Snyder says he's being extorted by minority WFT owner

Source: TSN

Dan Snyder , Getty Images

Washington Football Team owner Dan Snyder said he is the victim of an extortion campaign by one of the franchise's minority owners, according to a court filing Wednesday in Maryland.

Snyder made the filing one day after The Washington Post reported further details of a $1.6 million settlement the franchise paid to a former employee over a sexual misconduct allegation in 2009.

Snyder's filing, in U.S. District Court in southern Maryland, said one of the team's minority partners, Dwight Schar, was trying to force him to sell the franchise.

"I firmly believe that Plaintiffs' motion and supplemental filing and the news articles that they have generated are the latest in the effort to extort me," the filing stated.

The New York Times reported last weekend about the settlement. On Tuesday, The Washington Post reported that it had received a copy of the agreement and, citing an anonymous source, said it stemmed from an incident on Snyder's plane while returning from the Academy of Country Music Awards in Las Vegas.

In Snyder's filing Wednesday, he said, "The Post's article includes several quotes from the filing that improperly give the misleading impression, based on Plaintiffs' position and status, that there was merit to the allegations of misconduct. Plaintiffs' purpose in submitting their supplemental filing is now clear: to try to continue to smear me in an effort to gain leverage in this business dispute."

The New York Times had earlier reported Sunday that two investigations in 2009 -- by the team and an outside law firm -- failed to substantiate the former employee's claim. The newspaper reported that Snyder paid the sum to avoid any negative publicity. Also in the settlement, Snyder did not admit wrongdoing, nor did anyone else.

Snyder's filling claims that no evidence of wrongdoing was found after an investigation by a law firm.

"Plaintiff Schar nevertheless threatened to reveal to discredit me and embarrass my family, but which the insurance carrier decided to settle," Snyder said, according to the filing.

In two stories this summer, the Post reported a total of 40 women had said they were sexually harassed while employed by the franchise. The newspaper also reported that there were "lewd videos produced by the team from outtakes of cheerleader calendar shoots in 2008 and 2010." Snyder has said he did not know about those videos.

The stories coincide with Snyder's three minority partners, Schar, Fred Smith and Bob Rothman, wanting to sell their shares. They own a combined 40% of the team. Snyder has reportedly offered to buy the shares for $900 million. According to Forbes, Washington's franchise is valued at $3.5 billion; in a sale of the team, 40% would be worth $1.4 billion.

The NFL is conducting an independent investigation into the allegations in the Post articles.

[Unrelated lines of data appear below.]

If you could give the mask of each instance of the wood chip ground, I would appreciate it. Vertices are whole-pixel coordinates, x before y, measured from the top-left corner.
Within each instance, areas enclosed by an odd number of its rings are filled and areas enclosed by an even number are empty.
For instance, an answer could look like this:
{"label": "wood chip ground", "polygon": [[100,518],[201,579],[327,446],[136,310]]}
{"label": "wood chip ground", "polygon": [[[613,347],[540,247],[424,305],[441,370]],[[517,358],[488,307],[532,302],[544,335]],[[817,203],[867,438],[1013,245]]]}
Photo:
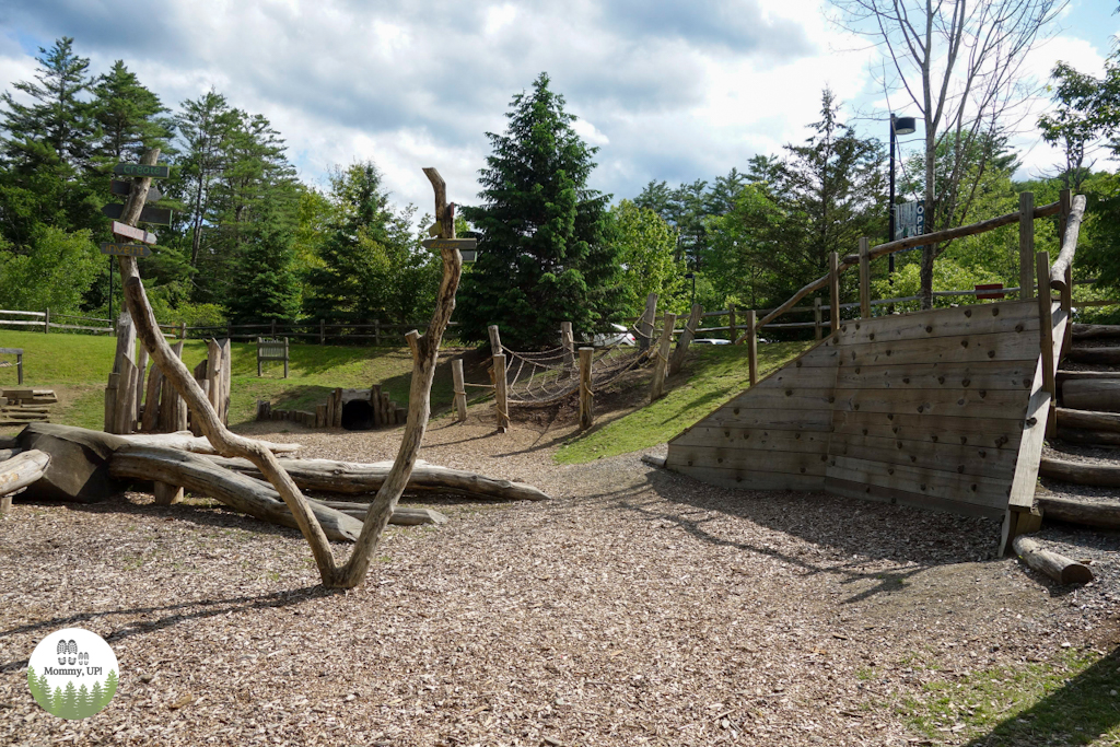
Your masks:
{"label": "wood chip ground", "polygon": [[[279,424],[251,430],[310,457],[388,459],[399,438]],[[297,533],[208,501],[17,498],[0,521],[0,745],[913,745],[894,706],[926,683],[1118,638],[1116,563],[1071,595],[995,559],[988,520],[725,491],[638,454],[558,466],[571,433],[435,422],[422,458],[554,499],[407,502],[451,521],[392,529],[348,592],[318,587]],[[1085,536],[1055,541],[1117,549]],[[121,665],[84,721],[26,683],[36,643],[67,626]]]}

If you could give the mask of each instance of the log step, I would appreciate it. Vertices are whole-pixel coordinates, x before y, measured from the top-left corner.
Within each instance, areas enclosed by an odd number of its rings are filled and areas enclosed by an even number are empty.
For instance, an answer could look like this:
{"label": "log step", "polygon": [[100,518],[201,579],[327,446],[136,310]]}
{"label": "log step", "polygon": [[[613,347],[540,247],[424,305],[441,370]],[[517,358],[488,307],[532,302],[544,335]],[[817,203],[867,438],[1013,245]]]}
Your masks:
{"label": "log step", "polygon": [[1073,325],[1074,339],[1120,337],[1120,325]]}
{"label": "log step", "polygon": [[1104,498],[1038,496],[1038,510],[1045,519],[1094,529],[1120,529],[1120,502]]}
{"label": "log step", "polygon": [[1120,365],[1120,347],[1071,347],[1066,355],[1074,363],[1091,365]]}
{"label": "log step", "polygon": [[1120,465],[1086,464],[1043,457],[1038,460],[1038,474],[1074,485],[1120,487]]}

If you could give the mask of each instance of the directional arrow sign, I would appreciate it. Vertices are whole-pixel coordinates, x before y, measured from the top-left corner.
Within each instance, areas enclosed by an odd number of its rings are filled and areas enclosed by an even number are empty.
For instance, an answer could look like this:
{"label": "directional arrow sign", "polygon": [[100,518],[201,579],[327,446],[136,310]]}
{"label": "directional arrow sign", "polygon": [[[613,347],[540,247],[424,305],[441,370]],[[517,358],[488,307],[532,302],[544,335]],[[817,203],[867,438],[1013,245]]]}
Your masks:
{"label": "directional arrow sign", "polygon": [[156,234],[150,231],[144,231],[143,228],[133,228],[127,223],[118,223],[113,221],[113,235],[121,239],[131,239],[132,241],[141,241],[146,244],[156,243]]}
{"label": "directional arrow sign", "polygon": [[143,164],[118,164],[113,167],[116,176],[150,176],[152,179],[166,179],[171,175],[170,166],[144,166]]}
{"label": "directional arrow sign", "polygon": [[113,256],[151,256],[151,250],[147,246],[140,244],[110,244],[103,243],[101,245],[102,254],[112,254]]}
{"label": "directional arrow sign", "polygon": [[[124,213],[124,206],[110,203],[101,208],[102,215],[110,218],[119,218]],[[152,207],[144,205],[140,211],[140,223],[155,223],[156,225],[171,225],[171,211],[166,207]]]}
{"label": "directional arrow sign", "polygon": [[[114,195],[120,195],[121,197],[128,197],[132,193],[132,183],[112,179],[109,183],[109,192]],[[151,185],[151,187],[148,188],[148,199],[143,202],[158,203],[161,199],[164,199],[164,193],[161,193],[159,187],[156,185]]]}

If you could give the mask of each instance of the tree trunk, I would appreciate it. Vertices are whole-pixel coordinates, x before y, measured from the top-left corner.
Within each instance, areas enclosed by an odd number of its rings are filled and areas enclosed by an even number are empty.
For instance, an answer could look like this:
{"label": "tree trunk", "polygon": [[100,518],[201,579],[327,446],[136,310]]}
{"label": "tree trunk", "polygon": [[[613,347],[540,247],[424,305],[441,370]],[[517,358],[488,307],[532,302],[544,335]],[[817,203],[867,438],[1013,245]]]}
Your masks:
{"label": "tree trunk", "polygon": [[[227,469],[260,477],[258,470],[245,459],[211,457],[215,464]],[[317,493],[340,493],[361,495],[381,489],[392,461],[358,464],[333,461],[330,459],[280,459],[280,466],[291,476],[302,491]],[[502,501],[548,501],[549,496],[532,485],[492,479],[463,469],[450,469],[417,460],[404,488],[409,493],[455,493],[474,498],[497,498]]]}

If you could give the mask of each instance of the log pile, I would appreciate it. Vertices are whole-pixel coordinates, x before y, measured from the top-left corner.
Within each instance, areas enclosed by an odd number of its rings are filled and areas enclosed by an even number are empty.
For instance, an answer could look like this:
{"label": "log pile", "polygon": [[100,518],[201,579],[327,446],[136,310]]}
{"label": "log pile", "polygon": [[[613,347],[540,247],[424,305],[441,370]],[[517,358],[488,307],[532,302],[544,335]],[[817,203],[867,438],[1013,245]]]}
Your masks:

On Tuesday, former U.S. Attorney General Loretta Lynch joined the investigation, focusing on Schar's alleged role in leaking information.

Snyder has alleged in previous filings that Schar was behind some of the negative information that was included in articles. On Wednesday, his filing stated that "Dwight Schar has funneled information about me and the Team to Mary Ellen Blair, a former Executive Assistant with the Team, to be provided to The Washington Post."

According to Snyder, Blair made a declaration that Schar told her to share information with The Washington Post. Snyder's filing alleged that Schar's daughter bought Blair a "burner phone" to "attempt to escape detection of Mr. Schar's conspiratorial communications." He cited "numerous calls" from that phone to Schar's cellphone number.

Snyder said there have been repeated threats by Schar and others associated with him over the past five months. Snyder said Schar threatened "my personal attorney" in a July 25 conversation.

Snyder claimed Schar told his attorney that information would come out if he didn't sell the team and that the story "will kill Dan."

A text from the minority owners' investment banker, John Moag, hinted at what might come out if Snyder didn't cooperate: "And you know it has nothing to do with the media s---'s the more serious s---. If you want a s--- show, we are on for that too."

Moag has confirmed to other outlets that the text was accurate.

There will be a virtual hearing Jan. 7 before U.S. District Judge Peter Messitte about each side alleging that the other is leaking information to the media. According to the Post, Snyder, Schar, Rothman and Smith all have to appear.

Snyder denied in his filing that he has been the source of any confidential information.

"I am fighting on multiple fronts for interests that go beyond just me including for the Team that I love, as well as my family," Snyder said in the filing, "and can swear to this Court that the accusations I improperly leaked information to the press are false."